Yet another corrupt raid5

linux-raid.vger.kernel.org archive mirror
 help / color / mirror / Atom feed

* Yet another corrupt raid5
@ 2012-05-05 12:42 Philipp Wendler
  2012-05-06  6:00 ` NeilBrown
  0 siblings, 1 reply; 4+ messages in thread
From: Philipp Wendler @ 2012-05-05 12:42 UTC (permalink / raw)
  To: linux-raid

Hi,

sorry, but here's yet another guy asking for some help on fixing his
RAID5. I have read the other threads, but please help me to make sure
that I am doing the correct things.

I have a RAID5 with 3 devices and a write intent bitmap, created with
Ubuntu 11.10 (Kernel 3.0, mdadm 3.1) and I upgraded to Ubuntu 12.04
(Kernel 3.2, mdadm 3.2.3). No hardware failure happened.
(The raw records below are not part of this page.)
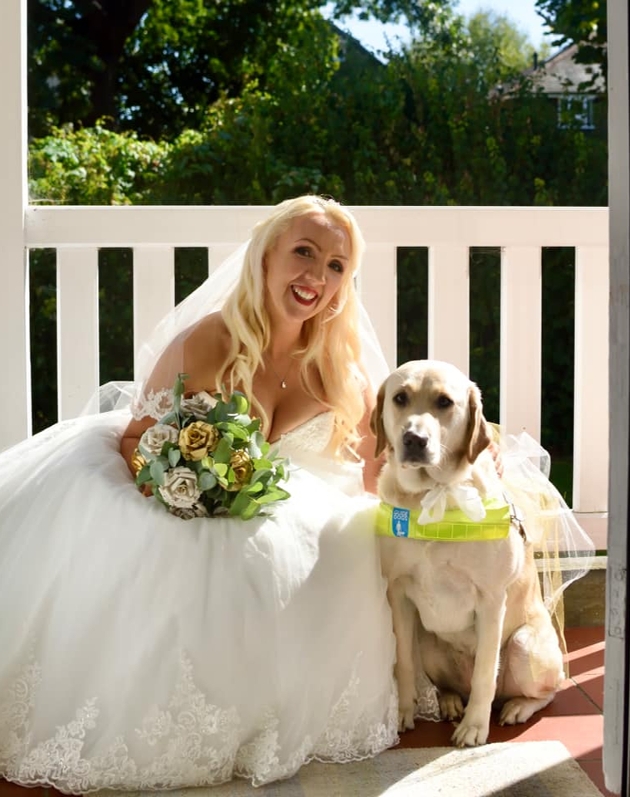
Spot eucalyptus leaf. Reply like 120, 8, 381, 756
197, 470, 217, 493
136, 463, 151, 487
149, 457, 166, 487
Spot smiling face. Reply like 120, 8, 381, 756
264, 211, 351, 325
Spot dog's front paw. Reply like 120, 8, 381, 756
499, 697, 536, 725
438, 692, 464, 721
451, 716, 490, 747
398, 703, 416, 733
499, 693, 554, 725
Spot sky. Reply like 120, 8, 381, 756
341, 0, 549, 50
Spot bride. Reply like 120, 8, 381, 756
0, 196, 397, 794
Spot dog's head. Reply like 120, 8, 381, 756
370, 360, 490, 482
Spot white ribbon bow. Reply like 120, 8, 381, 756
418, 484, 486, 525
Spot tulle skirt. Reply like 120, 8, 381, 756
0, 412, 397, 793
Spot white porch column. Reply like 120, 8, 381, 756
0, 0, 31, 445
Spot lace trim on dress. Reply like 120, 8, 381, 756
0, 653, 398, 794
131, 387, 174, 421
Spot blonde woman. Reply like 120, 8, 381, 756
0, 196, 397, 793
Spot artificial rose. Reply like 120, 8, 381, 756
138, 423, 179, 459
159, 465, 201, 509
180, 390, 217, 421
131, 448, 147, 476
179, 421, 220, 462
168, 504, 208, 520
227, 448, 254, 491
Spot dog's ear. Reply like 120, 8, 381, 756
466, 383, 492, 462
370, 382, 387, 457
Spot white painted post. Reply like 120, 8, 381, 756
0, 0, 31, 446
603, 0, 630, 797
573, 246, 609, 549
133, 246, 175, 374
57, 246, 99, 421
358, 243, 397, 370
500, 246, 542, 440
428, 244, 470, 374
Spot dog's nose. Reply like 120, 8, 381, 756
403, 431, 429, 457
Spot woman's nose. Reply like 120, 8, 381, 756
308, 258, 326, 284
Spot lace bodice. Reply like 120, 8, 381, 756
279, 412, 335, 454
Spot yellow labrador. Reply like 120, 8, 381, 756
371, 360, 564, 746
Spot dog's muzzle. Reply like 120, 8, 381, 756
402, 429, 429, 463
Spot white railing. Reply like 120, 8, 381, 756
0, 202, 608, 548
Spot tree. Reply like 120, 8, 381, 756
536, 0, 608, 82
28, 0, 451, 137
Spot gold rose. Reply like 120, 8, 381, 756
131, 448, 147, 476
226, 448, 254, 492
178, 421, 220, 462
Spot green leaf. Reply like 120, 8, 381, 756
213, 437, 237, 467
160, 410, 182, 429
227, 390, 249, 415
197, 470, 217, 493
229, 492, 259, 520
136, 463, 151, 487
173, 374, 188, 414
149, 457, 166, 487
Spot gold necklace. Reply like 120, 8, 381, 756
268, 357, 293, 390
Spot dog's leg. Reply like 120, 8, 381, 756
387, 580, 418, 731
499, 617, 564, 725
452, 595, 506, 747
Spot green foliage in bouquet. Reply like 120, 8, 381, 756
134, 374, 289, 520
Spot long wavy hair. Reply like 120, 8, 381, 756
217, 195, 366, 457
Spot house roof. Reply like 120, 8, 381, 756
524, 44, 606, 94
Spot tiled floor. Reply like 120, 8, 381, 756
401, 626, 611, 795
0, 626, 610, 797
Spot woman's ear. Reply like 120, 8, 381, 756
466, 382, 492, 462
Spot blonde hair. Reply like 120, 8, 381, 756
217, 195, 366, 456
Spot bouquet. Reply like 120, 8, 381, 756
132, 374, 289, 520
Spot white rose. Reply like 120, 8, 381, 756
180, 390, 217, 421
138, 423, 179, 459
168, 504, 208, 520
159, 465, 201, 509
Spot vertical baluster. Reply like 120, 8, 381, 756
57, 246, 99, 420
428, 244, 470, 374
500, 246, 542, 440
133, 246, 175, 375
573, 246, 609, 548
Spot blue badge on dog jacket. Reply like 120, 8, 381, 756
376, 501, 513, 542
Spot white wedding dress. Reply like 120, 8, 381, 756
0, 402, 397, 793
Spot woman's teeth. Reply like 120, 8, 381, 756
291, 285, 317, 304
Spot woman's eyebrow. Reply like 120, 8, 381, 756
295, 238, 350, 260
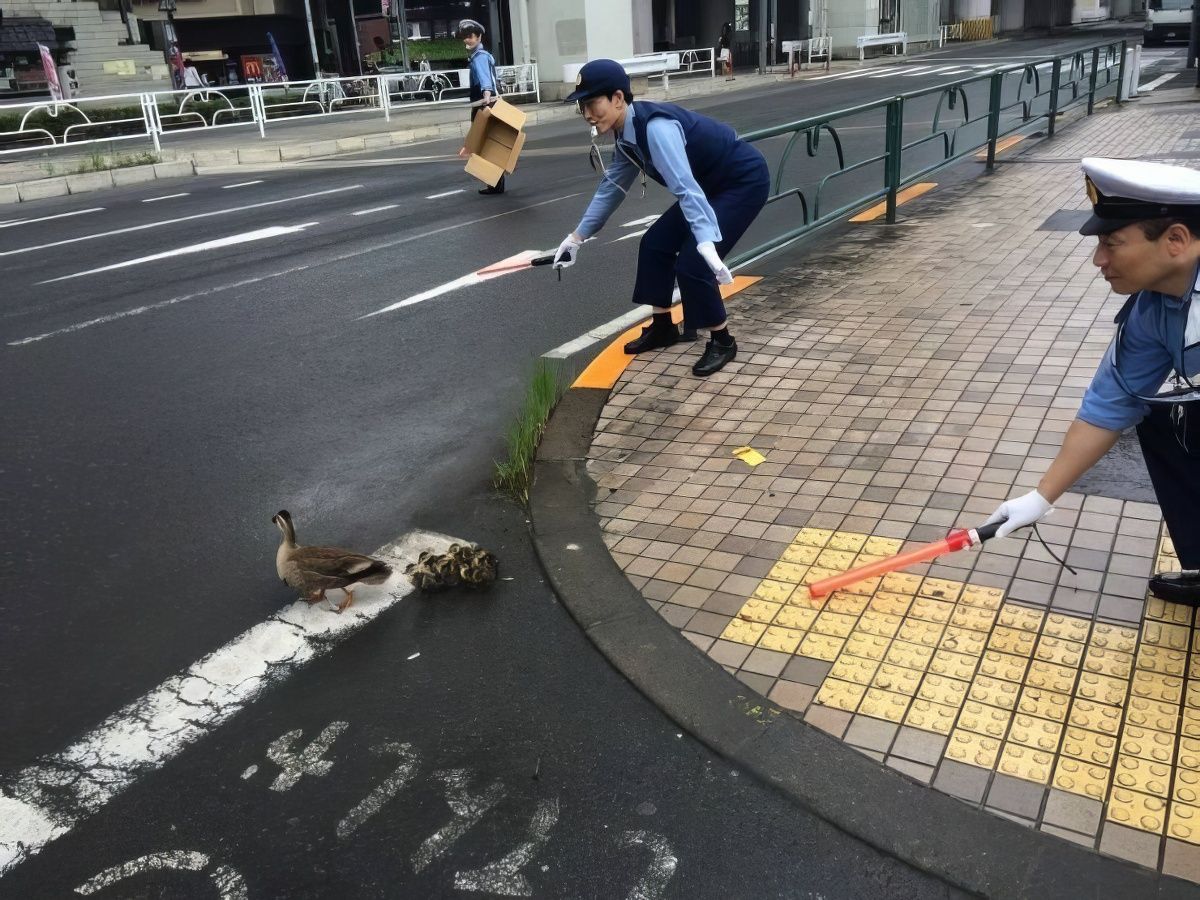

Since the first boot with the new system, all 3 devices are marked as
spares and --assemble refuses to run the raid because of this:

# mdadm --assemble -vv /dev/md0 /dev/sdb1 /dev/sdc1 /dev/sdd1
mdadm: looking for devices for /dev/md0
mdadm: /dev/sdb1 is identified as a member of /dev/md0, slot -1.
mdadm: /dev/sdc1 is identified as a member of /dev/md0, slot -1.
mdadm: /dev/sdd1 is identified as a member of /dev/md0, slot -1.
mdadm: added /dev/sdc1 to /dev/md0 as -1
mdadm: added /dev/sdd1 to /dev/md0 as -1
mdadm: added /dev/sdb1 to /dev/md0 as -1
mdadm: /dev/md0 assembled from 0 drives and 3 spares - not enough to
start the array.

# cat /proc/mdstat
Personalities : [linear] [multipath] [raid0] [raid1] [raid6] [raid5]
[raid4] [raid10]
md0 : inactive sdc1[0](S) sdb1[1](S) sdd1[3](S)
      5860537344 blocks super 1.2

# --examine /dev/sdb1
          Magic : a92b4efc
        Version : 1.2
    Feature Map : 0x0
     Array UUID : c37dda6d:b10ef0c4:c304569f:1db0fd44
           Name : server:0  (local to host server)
  Creation Time : Thu Jun 30 12:15:27 2011
     Raid Level : -unknown-
   Raid Devices : 0

 Avail Dev Size : 3907024896 (1863.01 GiB 2000.40 GB)
    Data Offset : 2048 sectors
   Super Offset : 8 sectors
          State : active
    Device UUID : 4635f495:15c062a3:33a2fe5c:2c4e0d6d

    Update Time : Sat May  5 13:06:49 2012
       Checksum : d8fe5afe - correct
         Events : 1

   Device Role : spare
   Array State :  ('A' == active, '.' == missing)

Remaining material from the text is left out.